Scientific egos as fragile as eggs

When academics disagree with each other there’s only one way to settle who is right. As TV comedian Harry Hill would say: “Fight! Fight!”
Shouting around the playground that battle is underway, with fisticuffs and blood in prospect, has always been an exciting scenario for kids. And it’s really not much different among the profs. Try as they might to affect an air of gentlemanly courtesy and “collegiate” spirit, there is sometimes no disguising the ferocity and malevolence that pervades the world of academic disputes. Unlike the kids’ world, where aggression is often spontaneous and quickly resolved, in the seemingly calm groves of academe disputes can fester for months and years with antagonists trying hard to sound calm and rational. All this achieves is a build-up of pressure in the emotional volcano, so that when it finally blows it does so with one hell of an explosion and devastating fallout.
Sexnet is like that. (See A rather special forum called Sexnet, 25 November). Thanks to being battle-hardened after taking decades of abuse as a paedophile activist, the quarrels on Sexnet are all pretty much water off a duck’s back to me, even when (which is not often, so no complaints) I am targeted for snide put-downs – or ad hominem attack , as they say in the business. I have noticed that others, though, are extraordinarily thin-skinned, including some of the big beasts of the academic jungle, star research scientists of world renown: the tiniest criticism sees them throw a hissy fit; you can all but hear their fragile egos cracking like eggs.
A classic example was on display when in March this year I took issue with James Cantor’s theory that paedophilia is caused by “crossed-wiring” in the brain. Using MRI scanning on paedophiles, he had identified differences in the “white matter” of their brains compared to those of others. I asked him, in a post to Sexnet, whether the observed differences were caused by the experience of being a paedophile, rather than, as he claimed, caused by paedophilia. Instead of simply answering my question, which would have been the sane and sensible thing to do, he ranted and raved about those who ask “politically motivated” questions, saying there was no point in talking to “flat earthers” and the like.
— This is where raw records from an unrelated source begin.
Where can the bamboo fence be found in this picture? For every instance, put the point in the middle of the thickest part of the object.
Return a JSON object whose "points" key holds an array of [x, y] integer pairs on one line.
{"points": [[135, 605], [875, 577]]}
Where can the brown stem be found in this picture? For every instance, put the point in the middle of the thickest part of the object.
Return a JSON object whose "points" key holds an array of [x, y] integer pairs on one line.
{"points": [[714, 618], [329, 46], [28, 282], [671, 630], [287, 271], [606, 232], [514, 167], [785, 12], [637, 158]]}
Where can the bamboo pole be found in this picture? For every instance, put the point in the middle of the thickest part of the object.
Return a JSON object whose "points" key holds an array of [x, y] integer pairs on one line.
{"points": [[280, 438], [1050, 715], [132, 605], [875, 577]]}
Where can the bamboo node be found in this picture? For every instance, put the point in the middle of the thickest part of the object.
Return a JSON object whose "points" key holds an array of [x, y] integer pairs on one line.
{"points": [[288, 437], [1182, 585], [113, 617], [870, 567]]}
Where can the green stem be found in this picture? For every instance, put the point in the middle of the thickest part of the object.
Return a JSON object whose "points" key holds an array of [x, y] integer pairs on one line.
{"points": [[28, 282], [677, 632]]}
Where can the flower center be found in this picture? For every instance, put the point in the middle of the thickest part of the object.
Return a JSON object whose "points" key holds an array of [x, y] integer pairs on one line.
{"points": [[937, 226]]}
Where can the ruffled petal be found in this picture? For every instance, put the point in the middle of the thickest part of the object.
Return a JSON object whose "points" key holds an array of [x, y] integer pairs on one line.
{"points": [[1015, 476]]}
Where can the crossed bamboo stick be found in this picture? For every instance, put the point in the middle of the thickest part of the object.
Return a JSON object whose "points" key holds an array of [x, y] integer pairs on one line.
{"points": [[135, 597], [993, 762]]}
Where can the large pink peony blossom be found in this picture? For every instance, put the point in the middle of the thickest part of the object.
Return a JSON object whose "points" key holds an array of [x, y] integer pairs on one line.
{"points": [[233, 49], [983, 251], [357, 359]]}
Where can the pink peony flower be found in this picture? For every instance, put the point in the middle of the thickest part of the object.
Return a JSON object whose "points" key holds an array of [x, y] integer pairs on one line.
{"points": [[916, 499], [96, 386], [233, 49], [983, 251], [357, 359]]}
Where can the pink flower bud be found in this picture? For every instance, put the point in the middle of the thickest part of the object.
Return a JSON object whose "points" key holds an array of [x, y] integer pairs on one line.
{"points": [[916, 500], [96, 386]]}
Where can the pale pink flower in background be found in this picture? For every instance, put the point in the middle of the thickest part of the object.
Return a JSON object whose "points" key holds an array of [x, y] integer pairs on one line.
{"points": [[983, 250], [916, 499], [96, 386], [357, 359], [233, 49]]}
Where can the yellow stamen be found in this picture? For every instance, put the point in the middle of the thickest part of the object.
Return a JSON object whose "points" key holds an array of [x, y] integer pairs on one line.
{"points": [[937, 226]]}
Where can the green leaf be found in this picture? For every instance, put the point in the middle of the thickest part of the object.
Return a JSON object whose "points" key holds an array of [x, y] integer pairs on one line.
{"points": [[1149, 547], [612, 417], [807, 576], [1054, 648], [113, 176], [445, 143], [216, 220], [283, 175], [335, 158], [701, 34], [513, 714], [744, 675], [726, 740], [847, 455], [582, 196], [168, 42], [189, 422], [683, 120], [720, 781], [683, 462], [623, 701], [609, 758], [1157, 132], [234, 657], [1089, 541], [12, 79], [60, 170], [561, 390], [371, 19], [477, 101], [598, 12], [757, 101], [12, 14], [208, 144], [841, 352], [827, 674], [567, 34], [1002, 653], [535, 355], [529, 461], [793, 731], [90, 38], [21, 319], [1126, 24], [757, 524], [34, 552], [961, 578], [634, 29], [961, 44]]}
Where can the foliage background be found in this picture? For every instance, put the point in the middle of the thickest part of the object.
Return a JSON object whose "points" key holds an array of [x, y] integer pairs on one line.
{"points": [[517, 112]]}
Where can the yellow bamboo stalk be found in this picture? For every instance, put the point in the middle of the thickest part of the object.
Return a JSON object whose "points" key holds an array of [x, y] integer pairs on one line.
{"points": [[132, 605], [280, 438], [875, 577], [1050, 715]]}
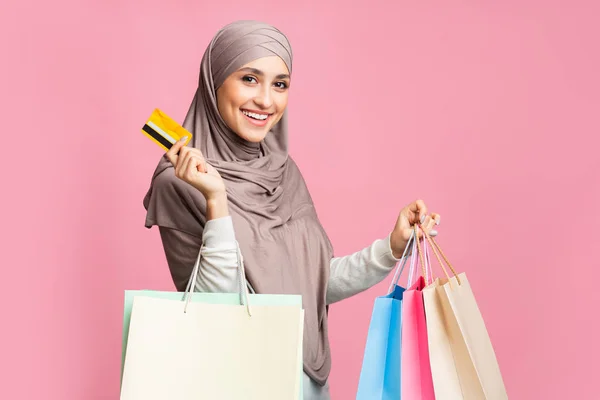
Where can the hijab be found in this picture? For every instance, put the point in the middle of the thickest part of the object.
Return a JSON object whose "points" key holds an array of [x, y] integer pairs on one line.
{"points": [[285, 248]]}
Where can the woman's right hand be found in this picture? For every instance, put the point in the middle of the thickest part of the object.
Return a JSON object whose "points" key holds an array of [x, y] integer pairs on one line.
{"points": [[191, 167]]}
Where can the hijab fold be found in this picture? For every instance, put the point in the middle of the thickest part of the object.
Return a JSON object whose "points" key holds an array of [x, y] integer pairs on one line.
{"points": [[285, 249]]}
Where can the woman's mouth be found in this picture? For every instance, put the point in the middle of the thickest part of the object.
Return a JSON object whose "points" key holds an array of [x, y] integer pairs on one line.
{"points": [[256, 118]]}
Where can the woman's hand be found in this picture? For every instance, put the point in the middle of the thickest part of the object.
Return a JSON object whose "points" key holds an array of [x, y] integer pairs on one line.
{"points": [[413, 213], [191, 167]]}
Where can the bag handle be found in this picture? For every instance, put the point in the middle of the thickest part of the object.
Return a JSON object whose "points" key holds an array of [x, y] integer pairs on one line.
{"points": [[426, 272], [243, 288], [401, 265], [438, 251]]}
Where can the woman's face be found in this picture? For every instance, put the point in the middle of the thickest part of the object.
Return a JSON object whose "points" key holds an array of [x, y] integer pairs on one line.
{"points": [[253, 98]]}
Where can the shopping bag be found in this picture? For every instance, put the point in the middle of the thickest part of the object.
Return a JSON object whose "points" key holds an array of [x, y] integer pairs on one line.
{"points": [[212, 345], [380, 373], [463, 361], [416, 379]]}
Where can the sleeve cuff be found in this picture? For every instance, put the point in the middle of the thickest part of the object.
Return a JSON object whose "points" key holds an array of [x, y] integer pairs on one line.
{"points": [[219, 232], [383, 251]]}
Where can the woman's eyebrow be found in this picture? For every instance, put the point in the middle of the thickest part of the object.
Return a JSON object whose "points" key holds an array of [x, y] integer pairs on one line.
{"points": [[260, 73]]}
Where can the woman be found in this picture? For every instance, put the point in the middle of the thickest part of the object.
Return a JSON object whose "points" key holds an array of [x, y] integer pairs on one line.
{"points": [[237, 184]]}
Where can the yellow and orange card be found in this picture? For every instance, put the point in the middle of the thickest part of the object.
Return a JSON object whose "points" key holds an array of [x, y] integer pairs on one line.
{"points": [[164, 131]]}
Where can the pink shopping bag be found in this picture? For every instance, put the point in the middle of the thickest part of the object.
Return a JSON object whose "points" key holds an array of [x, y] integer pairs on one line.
{"points": [[417, 383], [416, 379]]}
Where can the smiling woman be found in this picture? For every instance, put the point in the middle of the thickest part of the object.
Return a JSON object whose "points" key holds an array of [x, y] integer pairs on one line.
{"points": [[253, 98], [237, 183]]}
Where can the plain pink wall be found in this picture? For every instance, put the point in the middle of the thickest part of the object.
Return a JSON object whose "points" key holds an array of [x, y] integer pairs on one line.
{"points": [[487, 110]]}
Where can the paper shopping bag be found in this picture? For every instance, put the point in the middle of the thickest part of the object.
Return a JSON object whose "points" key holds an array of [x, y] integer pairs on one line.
{"points": [[213, 349], [462, 358], [212, 345], [380, 372], [416, 379]]}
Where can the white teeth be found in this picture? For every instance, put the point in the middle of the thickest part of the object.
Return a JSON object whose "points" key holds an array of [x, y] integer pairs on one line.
{"points": [[260, 117]]}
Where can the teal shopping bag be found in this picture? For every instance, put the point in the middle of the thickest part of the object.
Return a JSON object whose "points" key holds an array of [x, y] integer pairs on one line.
{"points": [[380, 372]]}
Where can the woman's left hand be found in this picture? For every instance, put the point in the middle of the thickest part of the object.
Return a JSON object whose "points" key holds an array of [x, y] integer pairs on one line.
{"points": [[413, 213]]}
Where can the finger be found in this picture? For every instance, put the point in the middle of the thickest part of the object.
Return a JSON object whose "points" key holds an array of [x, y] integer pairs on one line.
{"points": [[172, 152], [184, 155], [419, 208], [436, 217], [189, 168], [429, 223], [200, 163]]}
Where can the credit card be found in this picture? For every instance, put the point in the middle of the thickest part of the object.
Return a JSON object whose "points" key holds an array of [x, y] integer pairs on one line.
{"points": [[163, 130]]}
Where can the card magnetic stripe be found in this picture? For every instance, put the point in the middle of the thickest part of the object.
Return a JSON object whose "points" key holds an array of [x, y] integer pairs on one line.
{"points": [[158, 135]]}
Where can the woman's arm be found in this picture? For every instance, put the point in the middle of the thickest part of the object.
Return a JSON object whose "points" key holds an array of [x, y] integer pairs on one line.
{"points": [[352, 274], [218, 265]]}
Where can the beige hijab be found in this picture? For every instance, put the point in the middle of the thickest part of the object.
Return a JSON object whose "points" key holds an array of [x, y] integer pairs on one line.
{"points": [[283, 243]]}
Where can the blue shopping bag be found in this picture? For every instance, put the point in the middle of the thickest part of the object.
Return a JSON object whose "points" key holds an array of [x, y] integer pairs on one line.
{"points": [[380, 373]]}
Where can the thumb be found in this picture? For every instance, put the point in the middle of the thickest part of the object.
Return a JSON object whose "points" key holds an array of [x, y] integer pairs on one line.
{"points": [[173, 152]]}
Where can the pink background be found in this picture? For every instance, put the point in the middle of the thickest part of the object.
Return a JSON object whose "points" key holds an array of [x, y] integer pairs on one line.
{"points": [[487, 110]]}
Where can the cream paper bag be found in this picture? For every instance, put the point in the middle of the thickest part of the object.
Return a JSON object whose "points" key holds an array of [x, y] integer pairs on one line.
{"points": [[463, 361], [205, 347]]}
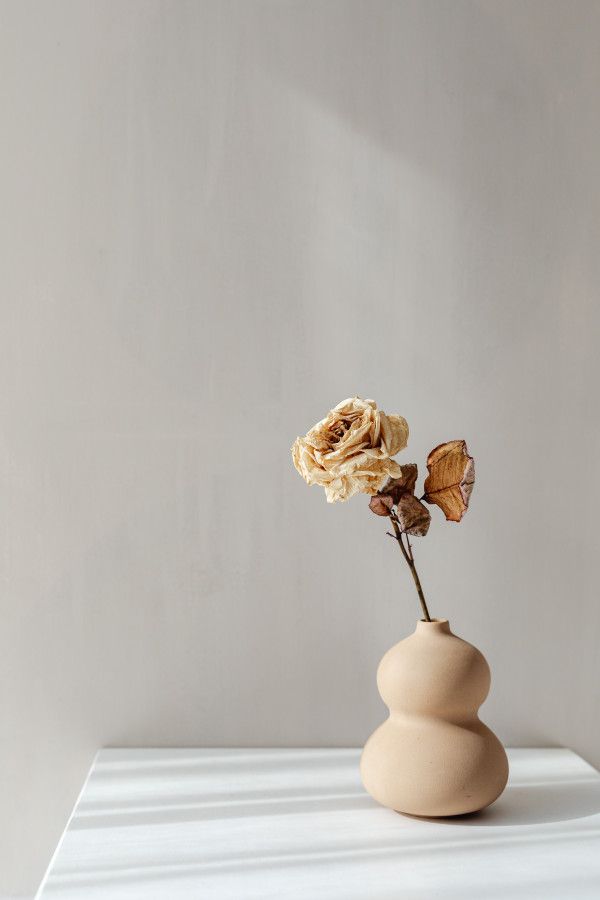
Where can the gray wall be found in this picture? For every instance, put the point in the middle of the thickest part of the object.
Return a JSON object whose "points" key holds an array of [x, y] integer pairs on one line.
{"points": [[218, 220]]}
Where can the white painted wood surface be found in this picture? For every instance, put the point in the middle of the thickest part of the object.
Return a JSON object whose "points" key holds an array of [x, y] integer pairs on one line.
{"points": [[284, 823]]}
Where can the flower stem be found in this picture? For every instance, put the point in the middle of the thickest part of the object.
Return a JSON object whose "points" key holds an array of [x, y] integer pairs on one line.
{"points": [[408, 556]]}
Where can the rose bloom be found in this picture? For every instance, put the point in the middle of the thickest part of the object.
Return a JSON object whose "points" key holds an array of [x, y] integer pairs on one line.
{"points": [[349, 451]]}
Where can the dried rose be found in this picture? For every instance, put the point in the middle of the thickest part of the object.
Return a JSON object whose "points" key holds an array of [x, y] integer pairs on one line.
{"points": [[350, 450], [450, 480]]}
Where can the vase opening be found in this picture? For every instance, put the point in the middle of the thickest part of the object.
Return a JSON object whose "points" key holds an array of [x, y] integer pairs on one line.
{"points": [[435, 625]]}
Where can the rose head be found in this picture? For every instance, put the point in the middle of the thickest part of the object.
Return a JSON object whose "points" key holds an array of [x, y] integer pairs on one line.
{"points": [[350, 450]]}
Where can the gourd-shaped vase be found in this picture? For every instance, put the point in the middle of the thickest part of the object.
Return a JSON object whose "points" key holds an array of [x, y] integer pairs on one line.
{"points": [[433, 756]]}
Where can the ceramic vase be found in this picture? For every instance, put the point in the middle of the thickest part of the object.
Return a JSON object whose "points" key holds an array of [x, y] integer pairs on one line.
{"points": [[433, 756]]}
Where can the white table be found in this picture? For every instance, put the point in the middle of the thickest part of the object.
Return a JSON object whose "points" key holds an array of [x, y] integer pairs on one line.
{"points": [[242, 824]]}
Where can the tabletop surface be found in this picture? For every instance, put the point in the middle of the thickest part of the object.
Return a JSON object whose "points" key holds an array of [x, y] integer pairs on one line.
{"points": [[272, 823]]}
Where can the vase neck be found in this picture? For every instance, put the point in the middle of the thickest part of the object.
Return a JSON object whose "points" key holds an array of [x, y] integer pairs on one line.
{"points": [[436, 626]]}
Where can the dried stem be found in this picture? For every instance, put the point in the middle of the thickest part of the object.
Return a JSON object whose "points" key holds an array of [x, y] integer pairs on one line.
{"points": [[408, 556]]}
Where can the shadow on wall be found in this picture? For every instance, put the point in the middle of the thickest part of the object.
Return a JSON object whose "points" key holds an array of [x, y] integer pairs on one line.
{"points": [[447, 89]]}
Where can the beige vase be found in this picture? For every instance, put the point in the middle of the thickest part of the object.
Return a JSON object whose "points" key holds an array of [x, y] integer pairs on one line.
{"points": [[433, 756]]}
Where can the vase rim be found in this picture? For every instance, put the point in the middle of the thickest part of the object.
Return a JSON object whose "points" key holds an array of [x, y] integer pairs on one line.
{"points": [[433, 625]]}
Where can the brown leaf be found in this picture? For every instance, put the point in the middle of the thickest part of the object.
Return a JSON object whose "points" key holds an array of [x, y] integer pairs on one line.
{"points": [[450, 480], [381, 504], [396, 487], [413, 516]]}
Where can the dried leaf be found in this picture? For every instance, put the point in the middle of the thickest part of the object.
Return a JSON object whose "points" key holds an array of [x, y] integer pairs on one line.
{"points": [[413, 516], [396, 487], [381, 504], [450, 480]]}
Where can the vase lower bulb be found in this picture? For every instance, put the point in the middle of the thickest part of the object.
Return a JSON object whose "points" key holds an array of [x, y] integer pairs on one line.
{"points": [[433, 756]]}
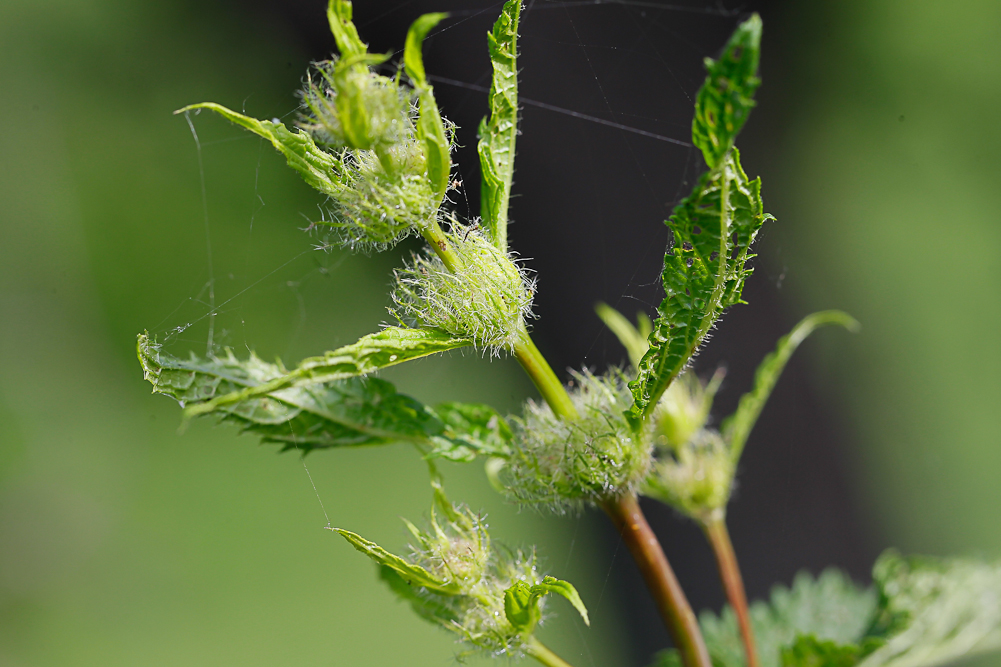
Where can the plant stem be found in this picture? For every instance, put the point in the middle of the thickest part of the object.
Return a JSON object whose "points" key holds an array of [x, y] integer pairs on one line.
{"points": [[733, 584], [543, 654], [661, 580], [439, 243], [546, 381]]}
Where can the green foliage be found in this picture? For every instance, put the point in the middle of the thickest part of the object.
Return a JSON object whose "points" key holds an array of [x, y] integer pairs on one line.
{"points": [[485, 298], [704, 273], [808, 651], [339, 413], [713, 228], [935, 611], [498, 130], [695, 465], [634, 339], [431, 129], [562, 464], [738, 426], [829, 608], [490, 596], [726, 99], [521, 602]]}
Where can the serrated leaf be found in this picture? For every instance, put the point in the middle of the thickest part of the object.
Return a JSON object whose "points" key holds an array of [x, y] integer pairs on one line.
{"points": [[521, 602], [738, 426], [498, 130], [386, 348], [338, 15], [412, 58], [808, 651], [830, 608], [935, 611], [320, 169], [473, 430], [414, 575], [427, 607], [345, 413], [430, 127], [351, 412], [704, 273], [634, 339], [566, 589], [726, 98]]}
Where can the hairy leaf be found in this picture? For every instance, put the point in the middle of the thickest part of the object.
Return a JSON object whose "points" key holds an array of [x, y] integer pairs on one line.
{"points": [[808, 651], [634, 339], [935, 611], [737, 427], [351, 412], [727, 97], [474, 429], [704, 273], [413, 575], [430, 127], [338, 15], [830, 608], [427, 607], [498, 131], [320, 169], [383, 349], [521, 602]]}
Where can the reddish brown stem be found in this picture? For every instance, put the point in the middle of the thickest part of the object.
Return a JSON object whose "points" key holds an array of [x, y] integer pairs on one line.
{"points": [[661, 580], [733, 584]]}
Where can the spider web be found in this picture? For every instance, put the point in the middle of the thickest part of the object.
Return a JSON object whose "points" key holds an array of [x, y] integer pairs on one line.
{"points": [[607, 90]]}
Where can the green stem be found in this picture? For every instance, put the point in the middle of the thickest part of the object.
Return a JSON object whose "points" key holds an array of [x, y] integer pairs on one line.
{"points": [[435, 237], [546, 381], [543, 654], [675, 609], [733, 584]]}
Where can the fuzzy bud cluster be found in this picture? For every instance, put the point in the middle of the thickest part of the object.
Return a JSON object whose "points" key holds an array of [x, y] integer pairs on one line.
{"points": [[458, 551], [381, 189], [485, 298], [564, 464], [693, 470]]}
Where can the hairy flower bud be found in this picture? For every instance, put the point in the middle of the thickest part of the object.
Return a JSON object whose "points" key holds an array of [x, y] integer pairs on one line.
{"points": [[695, 478], [486, 298], [563, 464], [684, 409]]}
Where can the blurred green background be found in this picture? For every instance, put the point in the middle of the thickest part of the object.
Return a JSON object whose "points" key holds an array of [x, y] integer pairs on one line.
{"points": [[124, 543]]}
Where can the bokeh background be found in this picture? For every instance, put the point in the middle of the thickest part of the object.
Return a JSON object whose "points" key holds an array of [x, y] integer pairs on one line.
{"points": [[123, 542]]}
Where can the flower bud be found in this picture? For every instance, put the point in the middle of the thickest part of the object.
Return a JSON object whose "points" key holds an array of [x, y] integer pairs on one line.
{"points": [[485, 298], [695, 478], [567, 463], [684, 409]]}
The problem with that “line of argument”, though his emotional outburst scarcely deserves such a description, is that I had put a fair bit of work into framing the question, which was quite technical in nature and I felt sure that anyone who knew anything about the growing science of epigenetics, in particular, would feel it was a sensible thing to ask.
As I say, this was back in March, but now there has been a further development. This week, on BBC radio, the psychoanalyst Susie Orbach (yes, the famous one who once had Princess Diana as a client) posed a very similar question about his work, expressing just the same scepticism as mine about the “direction of causation”. So far as Cantor is concerned, Orbach and myself are both just ignorant nobodies rather than neuroscientists like himself.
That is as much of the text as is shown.